What can you say of an artist, who declares on her website “I use colors as three-dimensional elements, like layers, in order to create spaces, not as a finishing touch applied to surfaces?” Certainly, an out-of-the-box thinker. Meet Emmanuella Moureaux, a French architect, who resides in Tokyo, Japan.
It’s quite evident from Moureaux’s works that Japan has had a deep influence on her art. The layers and colors of Tokyo witnessed on its street, the Japanese traditional sliding screens and other spatial elements, act as her inspiration. This led her to the concept of shikiri, meaning ‘dividing or creating space with colors’. So, it was only natural that she established ‘Emmanuelle Moureaux architecture + design’ in Tokyo.
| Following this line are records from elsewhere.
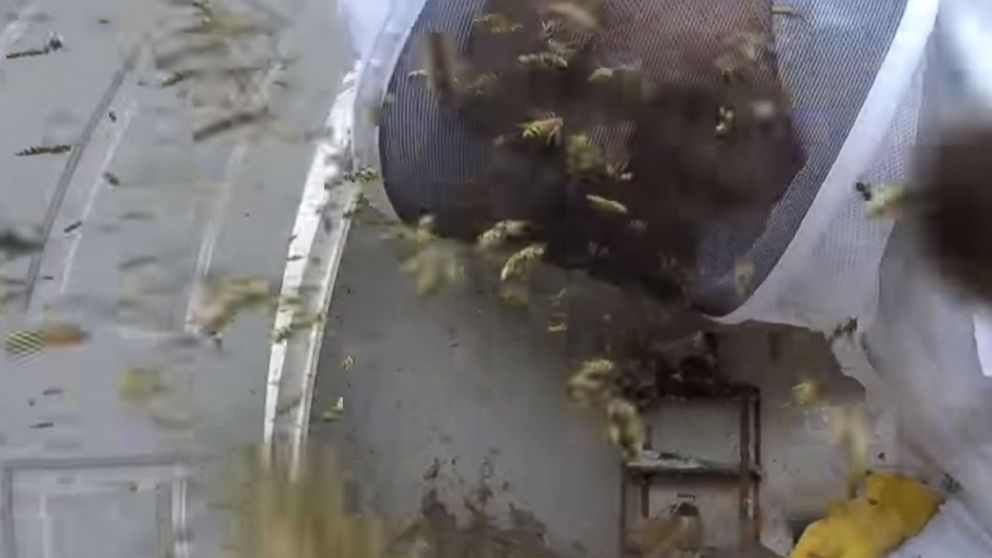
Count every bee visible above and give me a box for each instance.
[320,397,344,422]
[192,276,274,338]
[792,379,823,407]
[475,220,529,251]
[462,72,499,97]
[180,10,262,37]
[772,4,803,19]
[566,134,608,178]
[606,398,646,461]
[734,258,755,297]
[565,358,616,407]
[117,367,167,403]
[714,107,736,138]
[160,70,199,88]
[586,194,629,215]
[193,107,269,142]
[341,167,379,184]
[589,67,614,83]
[520,115,565,145]
[859,183,907,219]
[517,52,568,70]
[272,314,324,343]
[423,32,458,99]
[402,246,465,296]
[15,144,72,157]
[472,14,524,35]
[0,229,45,260]
[827,318,858,344]
[545,1,599,32]
[7,48,49,60]
[499,244,545,282]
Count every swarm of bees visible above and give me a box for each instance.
[520,115,565,145]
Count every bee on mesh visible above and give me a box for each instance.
[472,13,524,35]
[519,113,565,145]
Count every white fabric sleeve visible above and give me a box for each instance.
[338,0,397,60]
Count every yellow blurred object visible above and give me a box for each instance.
[790,473,940,558]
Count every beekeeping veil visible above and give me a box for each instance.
[379,0,905,315]
[354,0,992,555]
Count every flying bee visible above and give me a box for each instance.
[320,397,344,422]
[472,14,524,35]
[606,398,645,461]
[565,134,609,178]
[859,183,907,219]
[792,379,824,407]
[520,115,565,145]
[499,244,545,281]
[589,67,614,83]
[565,358,616,407]
[15,144,72,157]
[544,0,599,32]
[586,194,629,215]
[734,258,755,297]
[475,220,529,251]
[423,31,458,99]
[517,52,568,70]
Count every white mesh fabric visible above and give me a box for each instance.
[719,0,937,331]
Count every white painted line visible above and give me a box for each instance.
[183,62,282,333]
[0,2,37,57]
[59,99,138,295]
[263,68,360,468]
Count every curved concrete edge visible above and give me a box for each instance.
[264,66,361,471]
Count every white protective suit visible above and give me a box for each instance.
[342,0,992,558]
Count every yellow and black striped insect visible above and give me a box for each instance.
[16,144,72,157]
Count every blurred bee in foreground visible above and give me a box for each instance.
[390,215,465,295]
[566,358,617,407]
[606,398,645,461]
[499,244,544,281]
[190,276,276,343]
[520,114,565,145]
[475,221,529,251]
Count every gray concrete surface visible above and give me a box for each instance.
[0,0,352,558]
[311,220,894,557]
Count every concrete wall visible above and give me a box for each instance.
[312,222,891,557]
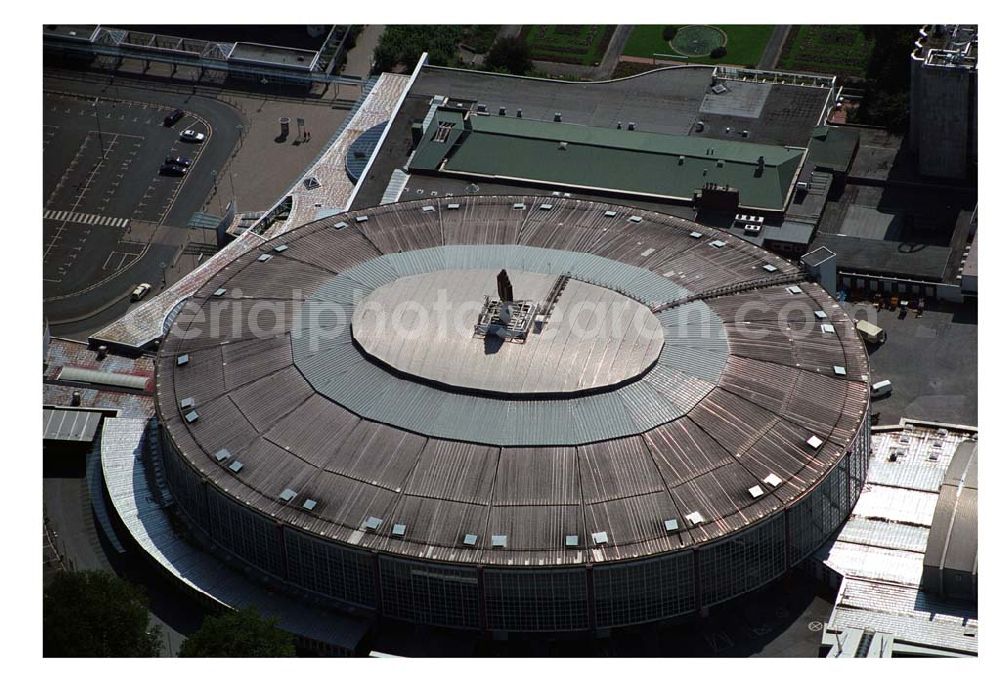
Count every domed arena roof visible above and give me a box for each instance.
[157,196,868,567]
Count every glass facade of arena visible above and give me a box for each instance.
[483,568,589,632]
[594,551,697,628]
[379,557,480,628]
[163,416,870,632]
[285,528,375,609]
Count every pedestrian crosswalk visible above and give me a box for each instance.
[42,209,129,228]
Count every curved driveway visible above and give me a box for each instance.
[44,72,246,336]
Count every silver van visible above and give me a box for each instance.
[872,380,892,398]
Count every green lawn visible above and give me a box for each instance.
[778,26,875,77]
[521,25,615,66]
[623,24,774,67]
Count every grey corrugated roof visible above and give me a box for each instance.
[58,367,149,390]
[924,441,979,575]
[42,409,102,442]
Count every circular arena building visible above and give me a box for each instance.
[156,196,870,633]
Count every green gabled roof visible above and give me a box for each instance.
[410,112,804,210]
[410,110,465,170]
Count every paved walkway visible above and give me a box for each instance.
[341,25,385,78]
[757,26,792,71]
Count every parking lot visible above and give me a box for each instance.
[42,92,212,298]
[845,304,978,425]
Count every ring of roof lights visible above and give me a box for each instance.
[292,245,728,446]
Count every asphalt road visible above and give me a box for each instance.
[43,71,246,338]
[846,304,979,426]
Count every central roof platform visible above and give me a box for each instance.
[352,269,663,396]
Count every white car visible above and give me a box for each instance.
[132,282,153,301]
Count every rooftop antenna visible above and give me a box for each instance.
[497,269,514,303]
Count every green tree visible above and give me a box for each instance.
[179,608,295,658]
[42,571,162,657]
[372,25,463,73]
[485,37,531,75]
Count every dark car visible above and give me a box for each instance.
[160,164,187,176]
[163,155,191,167]
[163,108,184,127]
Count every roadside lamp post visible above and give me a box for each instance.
[93,97,106,162]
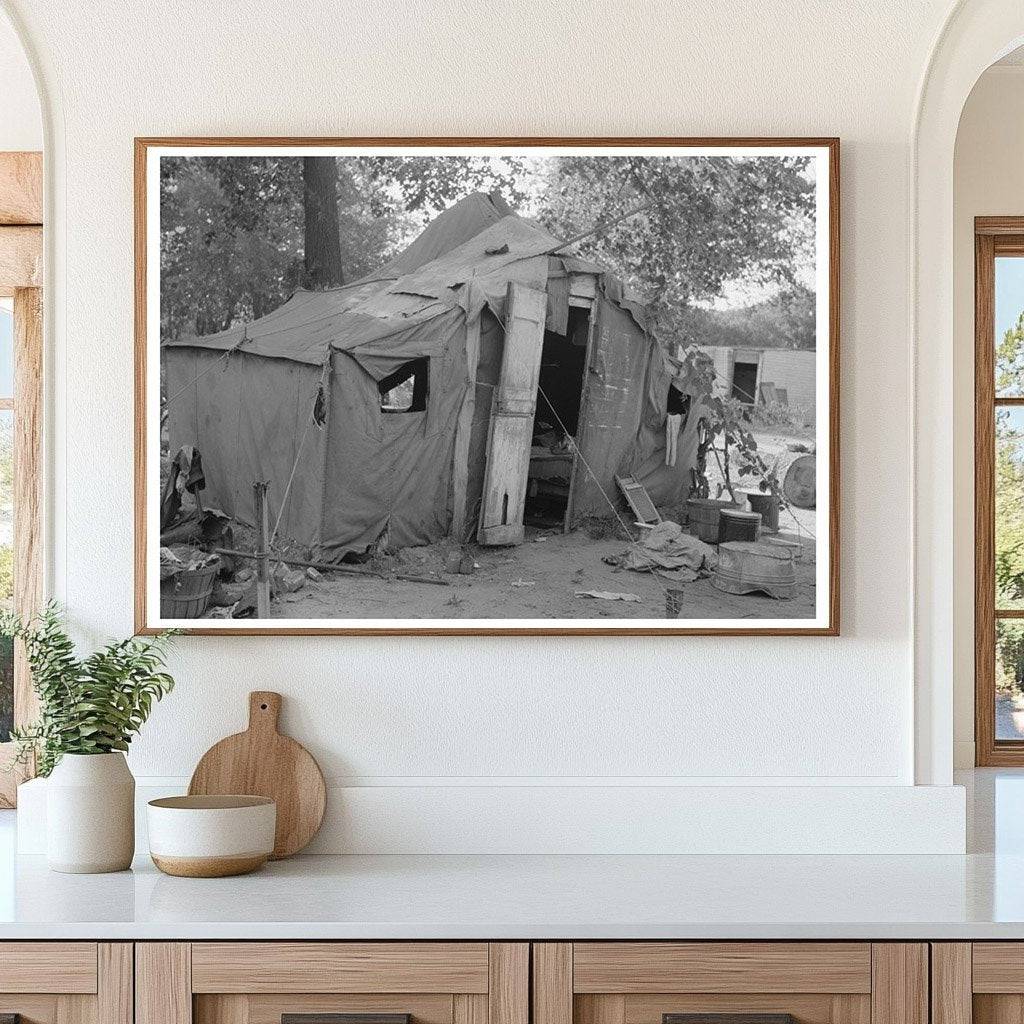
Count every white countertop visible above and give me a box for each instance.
[0,854,1024,939]
[0,771,1024,940]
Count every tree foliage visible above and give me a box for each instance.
[678,284,817,350]
[995,313,1024,607]
[541,156,814,342]
[160,157,524,338]
[161,149,814,347]
[0,603,174,775]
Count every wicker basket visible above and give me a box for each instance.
[160,560,220,618]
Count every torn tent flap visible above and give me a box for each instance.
[345,317,454,382]
[160,544,220,581]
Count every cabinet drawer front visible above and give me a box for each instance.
[191,942,487,992]
[972,942,1024,993]
[193,992,455,1024]
[0,942,97,995]
[572,942,871,993]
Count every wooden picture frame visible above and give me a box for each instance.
[134,137,840,636]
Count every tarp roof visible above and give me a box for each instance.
[166,194,559,364]
[362,191,515,281]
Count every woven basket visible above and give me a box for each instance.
[160,560,220,618]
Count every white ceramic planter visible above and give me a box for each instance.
[46,753,135,874]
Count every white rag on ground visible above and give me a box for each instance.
[620,519,718,573]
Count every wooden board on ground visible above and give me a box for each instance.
[188,691,327,860]
[615,476,662,526]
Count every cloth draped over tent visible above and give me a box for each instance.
[164,196,696,559]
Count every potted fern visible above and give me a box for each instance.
[0,603,174,873]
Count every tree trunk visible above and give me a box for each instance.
[302,157,345,291]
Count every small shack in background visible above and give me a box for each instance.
[697,345,817,426]
[163,194,697,560]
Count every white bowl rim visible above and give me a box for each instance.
[150,793,274,811]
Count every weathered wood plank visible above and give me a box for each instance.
[0,227,43,295]
[0,152,43,224]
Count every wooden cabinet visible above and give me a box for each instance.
[135,942,529,1024]
[932,942,1024,1024]
[0,942,132,1024]
[532,942,929,1024]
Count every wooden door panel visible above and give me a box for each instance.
[0,942,97,993]
[477,282,548,545]
[142,942,528,1024]
[0,942,133,1024]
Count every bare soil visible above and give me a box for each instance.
[272,527,814,620]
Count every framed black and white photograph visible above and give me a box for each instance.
[135,138,839,635]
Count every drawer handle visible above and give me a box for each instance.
[282,1014,413,1024]
[662,1014,797,1024]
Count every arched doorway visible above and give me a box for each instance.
[908,0,1024,785]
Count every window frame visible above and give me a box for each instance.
[0,153,43,807]
[974,216,1024,768]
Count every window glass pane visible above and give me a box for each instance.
[995,407,1024,608]
[995,256,1024,398]
[0,409,14,743]
[0,302,14,398]
[995,618,1024,739]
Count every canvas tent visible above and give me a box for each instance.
[163,195,696,559]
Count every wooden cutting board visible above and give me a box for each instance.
[188,690,327,860]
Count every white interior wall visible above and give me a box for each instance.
[3,0,963,844]
[0,10,43,151]
[950,62,1024,768]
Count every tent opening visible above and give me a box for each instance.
[377,356,430,413]
[525,306,590,527]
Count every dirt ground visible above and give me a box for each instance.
[272,527,814,620]
[169,419,815,621]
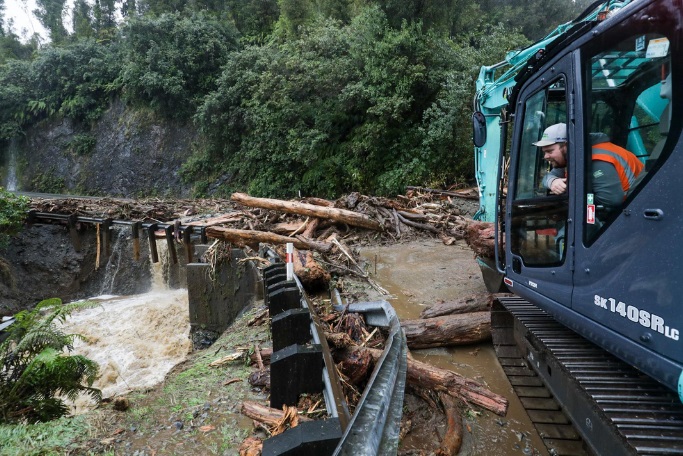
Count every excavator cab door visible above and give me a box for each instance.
[505,58,574,306]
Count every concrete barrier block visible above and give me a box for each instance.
[270,308,311,352]
[270,344,323,410]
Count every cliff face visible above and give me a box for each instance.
[2,101,197,198]
[0,224,156,316]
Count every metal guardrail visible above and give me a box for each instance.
[334,301,408,456]
[263,253,408,456]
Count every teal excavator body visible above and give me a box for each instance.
[472,0,683,398]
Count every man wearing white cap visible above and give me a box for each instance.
[533,123,643,210]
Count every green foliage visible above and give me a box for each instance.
[0,298,102,423]
[0,415,95,456]
[122,12,237,118]
[33,0,67,43]
[183,8,524,197]
[0,188,30,248]
[0,60,31,139]
[28,40,121,122]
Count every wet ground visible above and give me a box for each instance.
[46,239,548,456]
[361,239,548,456]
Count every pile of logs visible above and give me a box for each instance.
[31,187,493,290]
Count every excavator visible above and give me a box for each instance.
[472,0,683,455]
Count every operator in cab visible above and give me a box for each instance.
[533,123,644,211]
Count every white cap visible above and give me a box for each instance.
[532,123,567,147]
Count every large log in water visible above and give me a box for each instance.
[230,193,382,231]
[401,312,491,348]
[420,293,493,318]
[335,346,508,416]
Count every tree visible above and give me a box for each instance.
[0,298,102,423]
[71,0,95,38]
[33,0,68,43]
[0,188,30,248]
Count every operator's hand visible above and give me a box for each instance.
[550,177,567,195]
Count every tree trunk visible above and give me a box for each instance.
[401,312,491,348]
[335,347,508,416]
[206,226,332,253]
[436,393,462,456]
[230,193,382,231]
[420,293,493,318]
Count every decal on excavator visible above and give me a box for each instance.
[594,295,680,340]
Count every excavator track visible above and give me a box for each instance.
[491,297,683,455]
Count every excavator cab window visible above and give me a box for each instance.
[583,33,672,245]
[510,77,569,267]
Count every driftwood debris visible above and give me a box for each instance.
[420,293,493,318]
[335,347,508,416]
[435,393,462,456]
[465,222,496,258]
[206,226,332,252]
[230,193,382,231]
[401,312,491,349]
[241,401,311,428]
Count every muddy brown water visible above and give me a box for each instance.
[361,240,549,456]
[58,235,548,456]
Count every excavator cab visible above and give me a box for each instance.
[499,0,683,396]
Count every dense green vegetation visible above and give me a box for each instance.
[0,0,589,197]
[0,187,29,249]
[0,298,102,423]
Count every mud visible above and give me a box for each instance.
[361,239,548,455]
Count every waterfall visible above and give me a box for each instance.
[64,226,192,413]
[5,138,19,192]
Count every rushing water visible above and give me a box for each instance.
[64,243,192,413]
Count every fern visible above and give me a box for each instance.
[0,298,102,422]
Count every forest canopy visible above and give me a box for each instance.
[0,0,590,197]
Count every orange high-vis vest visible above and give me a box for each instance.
[592,142,644,196]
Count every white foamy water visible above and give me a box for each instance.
[64,289,192,413]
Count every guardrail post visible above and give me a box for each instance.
[147,223,159,263]
[164,225,178,264]
[183,226,194,263]
[130,222,142,261]
[270,344,323,410]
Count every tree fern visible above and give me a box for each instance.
[0,298,102,422]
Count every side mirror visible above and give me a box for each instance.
[472,111,486,147]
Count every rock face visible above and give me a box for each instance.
[2,101,197,197]
[0,225,152,316]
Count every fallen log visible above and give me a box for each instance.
[420,293,493,318]
[401,312,491,348]
[241,401,311,427]
[276,248,331,291]
[334,346,508,416]
[206,226,332,253]
[435,393,462,456]
[397,214,439,233]
[230,193,382,231]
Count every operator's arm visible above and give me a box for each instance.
[592,160,624,210]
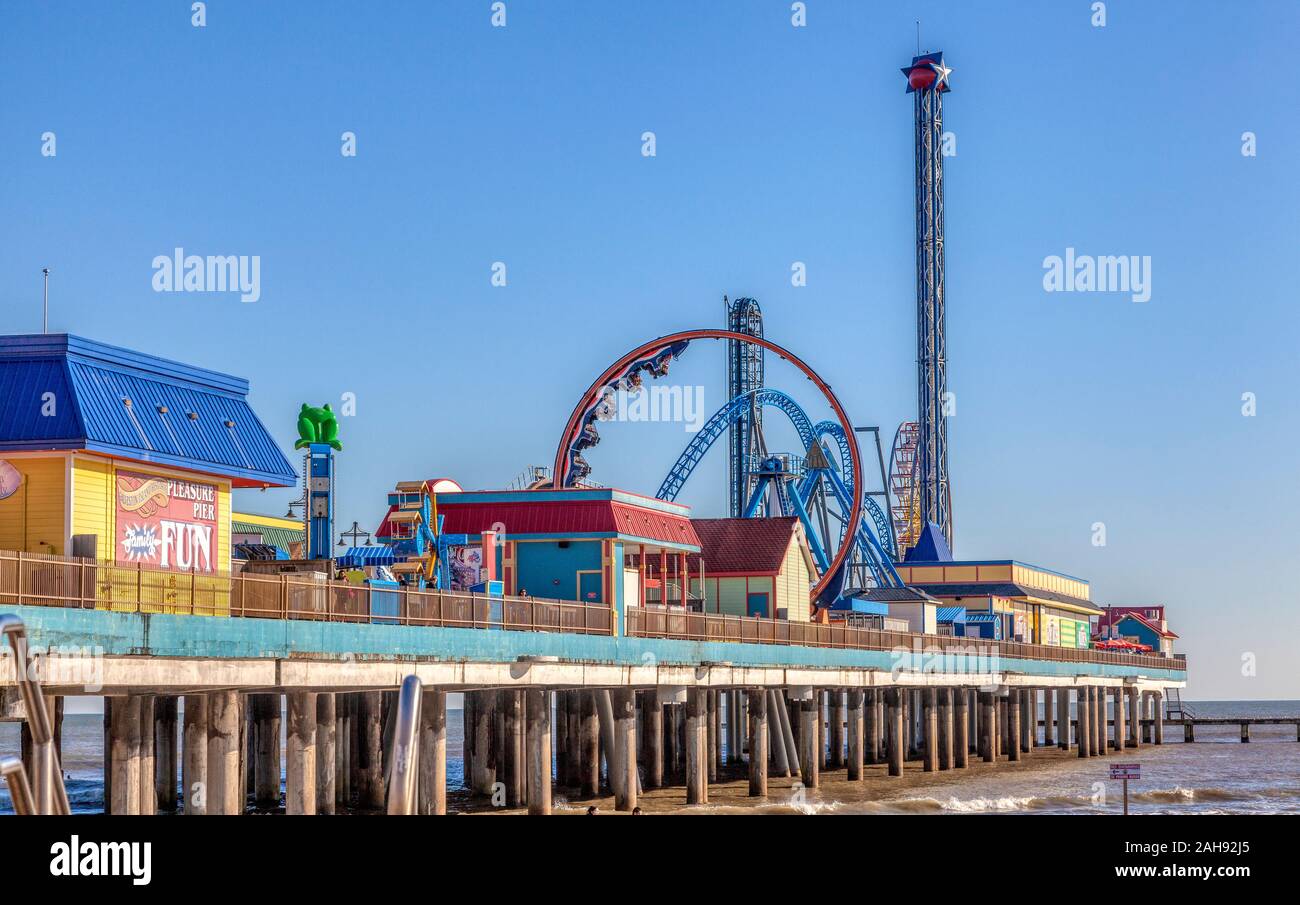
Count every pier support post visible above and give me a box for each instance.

Moureaux uses colors as 3D elements to create spaces. This is starkly different from using them as merely surface applicants. This unique approach helps her to infuse emotions in her creations, whether its art, design or architecture. Her creations in vibrant colors brought her to the notice of many big players.
Sugamo Shinkin Bank commissioned Moureaux for ‘100 colors’ art installation series. Spurred with its success, she now plans to exhibit ‘100 colors’ in different cities around the globe. She also did installations for UNIQLO and ISSEY MIYAKE and space design for ABC Cooking Studio.
Not only this, for the 10th Anniversary exhibition of The National Art Center, Tokyo, she created a large installation titled, ‘Forest of Numbers’. For New Taipei City Government in Taiwan, she is providing artistic design for the 14-kilometer section of its Mass Rapid Transit ‘Circular Line’. Her other works include an installation with 140,000 Hiraganas, the simplest written Japanese alphabet; coloring auditorium seats of one of the Japanese cities with 1000 different hues, and many more.
Moureaux is an associate professor at Tohoku University of Art and Design, where she loves to challenge the artistic abilities of her students by asking them to create a 100-color palette of an item from their daily lives, such as umbrella, watches, chocolates, glasses, bubble foam and the like.
Moureaux is a member of the ‘Tokyo Society of Architects’, the ‘Architectural Institute of Japan’ and the ‘Japan Institute of Architects’.